The slate is almost certainly to be heavily stacked with candidates considered loyal to Supreme Leader Ayatollah Ali Khamenei, who has been angered by challenges to his authority by Ahmadinejad and the president’s allies. Among the presumed front-runners is senior Khamenei adviser Ali Akbar Velayati, Tehran Mayor Mohammad Bagher Qalibaf and Rowhani, who registered his candidacy in the first hours as the process got underway Tuesday.

Rowhani also said he wants a “government of prudence and hope” that will seek “reconciliation” with the West and ease sanctions that targeted Iran’s vital oil exports.

He added that he wants to put Iran’s nuclear “case on the right track” through more active contacts with the U.N.’s International Atomic Energy Agency to bolster Tehran’s claims that it only has peaceful objectives.

“Therefore, it shouldn’t remain in the Security Council, and the continuation of sanctions doesn’t make sense,” he said.

Inside Iran, the ruling clerics seek an end to the political battles opened by Ahmadinejad and more coordination with the presidency in strategies on nuclear talks and efforts to confront international sanctions over Tehran’s nuclear program.

All key policies are made by the theocracy and its inner circle, including the powerful Revolutionary Guard. But the president is the international face of the country and is responsible for increasingly important sectors, such as the nation’s stumbling economy.

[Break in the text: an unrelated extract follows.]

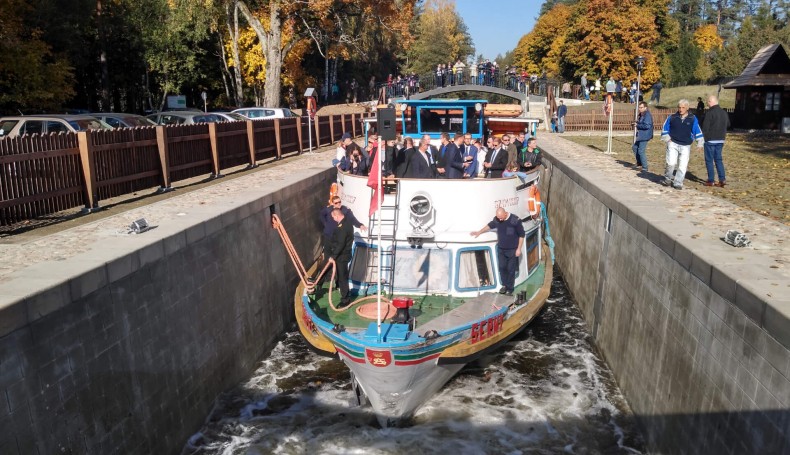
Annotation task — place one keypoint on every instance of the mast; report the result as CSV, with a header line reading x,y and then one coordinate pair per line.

Most of the main candidates have vowed to shun Ahmadinejad’s bombastic style and seek to reduce tensions with the West and its allies. But all strongly support Iran’s ability to maintain a full-scale nuclear program, including uranium enrichment. The U.S. and others fear Iran could eventually develop nuclear weapons, but Iran insists it only seeks reactors for energy and medical research.

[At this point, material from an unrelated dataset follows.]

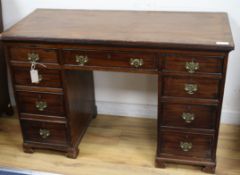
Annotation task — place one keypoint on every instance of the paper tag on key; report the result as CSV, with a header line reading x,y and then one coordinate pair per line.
x,y
34,76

Another major subplot in the election is the fate of Ahmadinejad’s top political protege, Esfandiar Rahim Mashaei, who is expected to seek a spot on the ballot. Ahmadinejad has endorsed Mashaei as his personally groomed heir. But Mashaei’s reputation has faced severe blows in the backlash over Ahmadinejad’s failed attempts to encroach on the Khamenei’s powers.

Mashaei has been denounced as part of a “deviant current” opposing Islamic rule and some critics even claimed he used magic spells to cloud Ahmadinejad’s mind. It’s possible Mashaei would be rejected for the ballot and force Ahmadinejad – who still has considerable support around the country – to align himself with another candidate.

In a live TV broadcast, Interior Minister Mostafa Mohammad Najjar urged presidential hopefuls to register quickly and not wait until the last moment. Leading candidates usually wait until the last days of the registration period, which ends Saturday evening.

Some presidential hopefuls, mostly little known, rushed to register Tuesday morning. Among them were former housing minister Mohammad Saeedikia, former health minister Kamran Bagheri Lankarani and former Vice President Sadegh Vaezadeh.

Reformists in Iran remain in disarray after the relentless crackdowns in the wake of the 2009 protests over claims their victory was stolen by vote rigging. In recent weeks, controls and blocks on Internet traffic appeared to be boosted in possible attempts to limit opposition voices during the election period.

Opposition leaders Mir Hossein Mousavi and Mahdi Karroubi have been under house arrest since early 2011. Along with Khatami, another former president, Akbar Hashemi Rafsanjani, is not expected to seek comeback bids.

The main liberal-leaning candidate considered by the Guardian Council could be former Vice President Mohammad Reza Aref, who served in Khatami’s administration.

Another pro-reform hopeful, former parliament member Mostafa Kavakebian, said he picked his campaign color as green in a clear link to the now-crushed Green Movement of Mousavi.